O governo iraniano tem evidências de que a violência nos protestos em curso no país foi incitada por agentes do exterior, afirmou o embaixador iraniano nas Nações Unidas, Gholam Ali Khoshroo durante uma reunião de emergência do Conselho de Segurança da ONU

Presidente do Irã, Hassan Rouhani, durante coletiva de imprensa em Nova York, Estados Unidos 20/09/2017 REUTERS/Stephanie Keith
Presidente do Irã, Hassan Rouhani, durante coletiva de imprensa em Nova York, Estados Unidos 20/09/2017 REUTERS/Stephanie Keith (Foto: Leonardo Attuch)

Da Agência Sputinik – O governo iraniano tem evidências de que a violência nos protestos em curso no país foi incitada por agentes do exterior, afirmou o embaixador iraniano nas Nações Unidas, Gholam Ali Khoshroo durante uma reunião de emergência do Conselho de Segurança da ONU.

"Nós temos sólidas provas que a violência no Irã foi incitada por um punhado de manifestantes, em alguns casos resultando em mortes de policiais e oficiais de segurança, sendo claramente direcionadas do exterior", disse Khoshroo nesta sexta-feira.

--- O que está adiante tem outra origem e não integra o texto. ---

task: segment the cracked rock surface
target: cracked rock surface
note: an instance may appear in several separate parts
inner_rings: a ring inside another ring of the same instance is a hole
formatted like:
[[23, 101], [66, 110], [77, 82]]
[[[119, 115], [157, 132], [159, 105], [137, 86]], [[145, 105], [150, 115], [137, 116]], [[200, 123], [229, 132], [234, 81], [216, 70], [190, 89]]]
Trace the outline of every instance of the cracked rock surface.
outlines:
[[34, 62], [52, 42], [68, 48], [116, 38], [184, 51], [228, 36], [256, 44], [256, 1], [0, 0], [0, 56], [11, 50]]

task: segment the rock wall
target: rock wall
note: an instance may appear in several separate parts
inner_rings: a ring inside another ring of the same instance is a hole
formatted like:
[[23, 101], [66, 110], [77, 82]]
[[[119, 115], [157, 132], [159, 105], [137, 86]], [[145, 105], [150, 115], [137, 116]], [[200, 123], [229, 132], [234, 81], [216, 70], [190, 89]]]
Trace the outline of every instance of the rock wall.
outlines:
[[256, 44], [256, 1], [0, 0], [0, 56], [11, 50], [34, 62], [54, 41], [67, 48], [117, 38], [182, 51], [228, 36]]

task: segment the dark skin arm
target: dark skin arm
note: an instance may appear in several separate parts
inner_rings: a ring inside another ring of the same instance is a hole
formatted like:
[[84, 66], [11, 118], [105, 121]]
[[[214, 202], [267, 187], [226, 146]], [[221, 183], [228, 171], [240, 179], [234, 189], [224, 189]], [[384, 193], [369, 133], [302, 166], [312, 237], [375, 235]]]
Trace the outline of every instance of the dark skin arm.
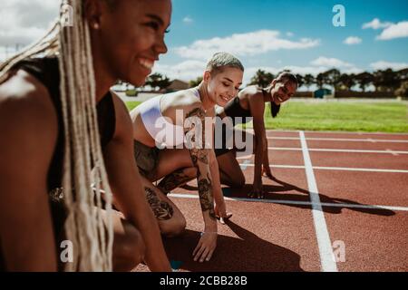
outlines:
[[[210, 146], [208, 147], [209, 149], [204, 146], [205, 117], [206, 113], [199, 106], [190, 108], [186, 119], [190, 120], [194, 124], [191, 124], [190, 127], [187, 126], [185, 131], [191, 160], [198, 170], [197, 183], [205, 224], [204, 232], [193, 251], [194, 260], [199, 259], [201, 262], [209, 261], [217, 246], [217, 219], [214, 211], [213, 180], [209, 167], [209, 154], [212, 150]], [[201, 142], [195, 137], [198, 126], [201, 126], [202, 129]]]
[[[264, 123], [265, 102], [262, 92], [248, 96], [249, 109], [253, 116], [255, 132], [255, 168], [253, 196], [263, 198], [262, 164], [265, 164], [265, 153], [267, 156], [267, 141]], [[262, 113], [260, 113], [262, 112]]]
[[132, 125], [123, 102], [114, 97], [116, 130], [103, 155], [115, 205], [135, 226], [146, 244], [145, 259], [151, 271], [171, 271], [156, 218], [141, 186], [133, 155]]
[[0, 86], [2, 253], [8, 271], [56, 271], [46, 186], [56, 114], [45, 88], [26, 72], [7, 82]]

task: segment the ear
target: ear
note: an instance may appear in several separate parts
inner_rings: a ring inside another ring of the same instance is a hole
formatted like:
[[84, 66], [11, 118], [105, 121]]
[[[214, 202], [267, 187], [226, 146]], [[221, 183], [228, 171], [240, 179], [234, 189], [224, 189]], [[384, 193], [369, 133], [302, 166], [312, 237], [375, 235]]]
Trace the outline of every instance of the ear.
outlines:
[[85, 0], [84, 14], [89, 27], [92, 30], [101, 28], [101, 18], [102, 14], [102, 1]]
[[209, 82], [209, 79], [211, 79], [211, 72], [209, 72], [209, 71], [205, 71], [202, 80], [206, 82]]

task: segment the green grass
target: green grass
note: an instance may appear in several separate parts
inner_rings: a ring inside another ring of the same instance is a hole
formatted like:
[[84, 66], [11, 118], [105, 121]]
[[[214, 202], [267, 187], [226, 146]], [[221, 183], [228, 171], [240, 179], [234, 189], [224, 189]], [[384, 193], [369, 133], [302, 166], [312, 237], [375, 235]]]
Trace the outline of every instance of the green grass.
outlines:
[[[128, 102], [128, 109], [139, 103]], [[278, 130], [408, 132], [407, 104], [289, 102], [276, 119], [267, 108], [265, 125]]]
[[136, 101], [126, 102], [126, 107], [128, 107], [129, 111], [131, 111], [131, 110], [139, 106], [141, 103], [141, 102]]

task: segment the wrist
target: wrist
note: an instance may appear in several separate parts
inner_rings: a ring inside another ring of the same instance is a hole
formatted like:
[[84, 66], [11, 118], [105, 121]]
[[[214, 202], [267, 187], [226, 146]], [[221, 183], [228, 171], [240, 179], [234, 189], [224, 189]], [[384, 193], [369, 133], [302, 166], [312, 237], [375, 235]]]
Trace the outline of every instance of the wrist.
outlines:
[[206, 224], [205, 227], [204, 227], [203, 232], [205, 232], [205, 233], [207, 233], [207, 232], [209, 232], [209, 232], [217, 233], [218, 232], [217, 221], [215, 220], [215, 221], [213, 221], [211, 223]]

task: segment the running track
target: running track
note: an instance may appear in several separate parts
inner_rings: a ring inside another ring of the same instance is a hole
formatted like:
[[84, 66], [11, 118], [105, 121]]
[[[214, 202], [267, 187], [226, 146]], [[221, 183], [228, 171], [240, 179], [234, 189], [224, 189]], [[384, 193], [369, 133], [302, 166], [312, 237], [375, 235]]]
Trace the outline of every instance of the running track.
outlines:
[[[275, 180], [247, 198], [253, 157], [239, 159], [243, 189], [224, 188], [234, 216], [219, 224], [210, 262], [191, 253], [202, 230], [196, 184], [170, 198], [187, 231], [164, 244], [180, 271], [408, 271], [408, 134], [267, 133]], [[136, 270], [146, 270], [139, 266]]]

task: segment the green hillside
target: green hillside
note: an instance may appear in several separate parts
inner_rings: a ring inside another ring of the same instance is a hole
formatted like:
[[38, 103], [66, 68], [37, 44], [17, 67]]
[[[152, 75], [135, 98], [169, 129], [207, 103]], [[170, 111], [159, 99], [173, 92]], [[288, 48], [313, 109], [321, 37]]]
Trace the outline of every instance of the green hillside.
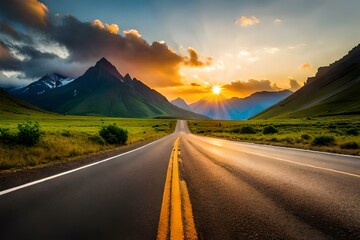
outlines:
[[22, 100], [16, 99], [0, 88], [0, 118], [16, 118], [16, 116], [29, 116], [47, 114], [46, 111]]
[[360, 115], [360, 45], [252, 119]]
[[71, 83], [32, 96], [15, 95], [51, 112], [69, 115], [152, 118], [205, 118], [172, 105], [157, 91], [128, 74], [123, 77], [105, 58]]

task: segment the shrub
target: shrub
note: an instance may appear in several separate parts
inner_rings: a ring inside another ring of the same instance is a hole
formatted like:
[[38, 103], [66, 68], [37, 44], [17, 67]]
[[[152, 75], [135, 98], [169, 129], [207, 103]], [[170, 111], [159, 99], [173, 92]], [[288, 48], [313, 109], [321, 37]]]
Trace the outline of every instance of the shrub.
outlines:
[[26, 121], [18, 124], [19, 132], [17, 141], [19, 144], [33, 146], [40, 141], [41, 131], [38, 122]]
[[281, 141], [289, 143], [289, 144], [294, 144], [294, 139], [292, 139], [291, 137], [285, 137], [285, 138], [281, 139]]
[[234, 128], [230, 130], [231, 133], [240, 133], [241, 129], [240, 128]]
[[350, 128], [346, 131], [346, 135], [358, 136], [359, 132], [356, 128]]
[[15, 136], [10, 133], [8, 128], [0, 128], [0, 141], [3, 143], [15, 142]]
[[314, 146], [331, 146], [335, 144], [335, 138], [331, 135], [316, 136], [312, 141]]
[[346, 142], [340, 145], [342, 149], [358, 149], [359, 144], [357, 142]]
[[263, 134], [274, 134], [274, 133], [278, 133], [279, 130], [277, 130], [275, 127], [273, 126], [266, 126], [264, 127], [264, 130], [263, 130]]
[[305, 134], [302, 134], [302, 135], [301, 135], [301, 139], [303, 139], [303, 140], [310, 140], [310, 139], [311, 139], [311, 136], [310, 136], [309, 134], [305, 133]]
[[251, 126], [243, 126], [241, 128], [231, 129], [232, 133], [241, 133], [241, 134], [255, 134], [256, 130]]
[[128, 139], [128, 131], [115, 123], [101, 127], [99, 135], [109, 144], [125, 144]]
[[61, 133], [62, 136], [64, 137], [71, 137], [72, 134], [69, 130], [63, 130], [62, 133]]
[[243, 126], [240, 128], [241, 134], [255, 134], [256, 130], [251, 126]]
[[94, 143], [100, 144], [100, 145], [105, 144], [105, 140], [99, 135], [90, 136], [89, 140], [91, 140]]

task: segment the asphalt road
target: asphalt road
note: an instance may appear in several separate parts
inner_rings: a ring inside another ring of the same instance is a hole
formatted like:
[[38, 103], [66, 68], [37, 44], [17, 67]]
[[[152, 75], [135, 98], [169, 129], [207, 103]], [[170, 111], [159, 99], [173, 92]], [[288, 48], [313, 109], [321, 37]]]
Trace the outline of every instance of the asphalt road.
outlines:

A reunião do Conselho de Segurança das Nações Unidas foi convocada pelos Estados Unidos, motivados por supostas tentativas das autoridades iranianas de reprimir os manifestantes pró-democracia. A enviada dos EUA à ONU, Nikki Haley, disse que "o mundo estava observando o que a República Islâmica estava fazendo".

"O movimento dos Estados Unidos ao levar a este Conselho [a questão dos] protestos no Irã por alguns de nossos cidadãos por queixas legítimas, alguns exacerbados por ninguém menos que próprio EUA e sua destituição da obrigação com Plano Integral de Ação Conjunta [JCPOA], é um abuso de poder como membro permanente e um abuso do Conselho em si ", queixou-se Khoshroo.

As ruas da capital iraniana, Teerã, foram ocupadas por manifestantes após a replicação de um vídeo nas redes sociais em que forças de segurança pública são vistas abrindo fogo contra civis. No entanto, de acordo com a rede de notícias Al-Jazeera, as imagens são de 2009, postadas na internet em 2011. A reportagem do canal árabe mostra ainda que a pessoa responsável por postar as imagens estava localizada na Califórnia, Estados Unidos.